私はまだ小学校5年生だったが、按摩・鍼・灸の資格を獲るのがこの先難しくなる
だろうというので、特例試験を受けさせてもらうことにした。学校側でも、在学者全
員に検定試験を受けさせる方向でカリキュラムを組み、小学生でも1、2時間目だけ
国語や算数の授業をし、後は総て医学関係の勉強と按摩実技を教えた。そればかりで
なく寄宿舎でも、朝は食後から登校まで・夜は授業後から消灯までの時間、中等部の
年長生が、解剖学・生理学・病理学の他、按摩の理論や実技の特訓まで念入りにやっ
てくれた。
半年くらいも勉強しただろうか?私たちはどこかの知らない試験会場へ連れていか
れて、一通りの試験を受け、それより何日か後に合格証書を受け取ったが、特例措置
の試験だったので、不合格者はさほど多くなかったようだ。

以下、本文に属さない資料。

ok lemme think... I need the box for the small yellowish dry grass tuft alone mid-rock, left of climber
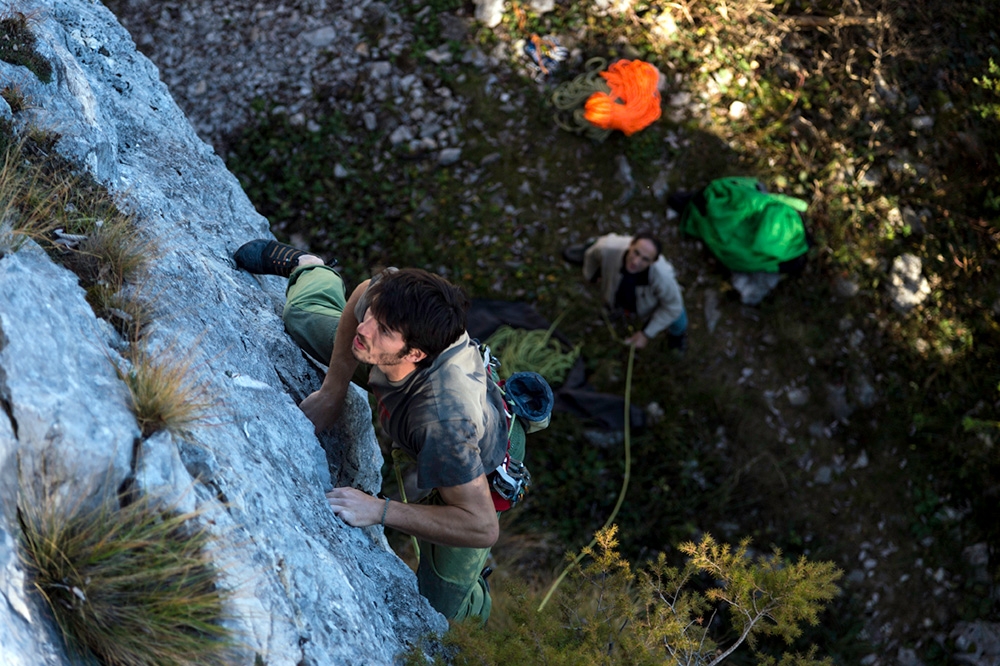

私の年齢では按摩師の免
許だけしか取らせてもらえなかったが、上級の生徒たちは鍼師・灸師の免許も併せて
取得し、中にはそのまま学校をやめて行った者もいる。
受験そのものについては、このようにさしたる苦労はなかったが、受験手続きの上
で大変困ったのを覚えている。というのは、手続きに必要な書類の内、戸籍抄本がい
つまでたっても揃わないのである。2度3度と、家へ宛て催促の手紙を書いたが一向
に送って来ず、最後は担当の先生にお願いして、一番早く届くはずのポストへ4度目
の手紙を投函してもらって、たしか書類締め切りの前日か当日かにやっと間に合った
記憶がある。後で聞いた話には、なんでも父が私を受験させるのに反対で、「あんな
年端もいかない者に、按摩の免許など取らせる必要はない。」と言って全く抄本を送
る気がなく、それを見かねた2番目の姉が、父に内緒でこっそり役所へ行って抄本を
取り寄せ、学校へ送ってくれたのだそうだ。
そうしてみると、人の運命とは不思議なものである。あの時私が按摩の資格を取っ
ていなかったら、その後の人生は全く違っていた。高校時代にアルバイトをすること
もなかったし、今の妻と結婚する機会もなかったのである。その意味で、2番目の姉
が私の人生を変えたことになる。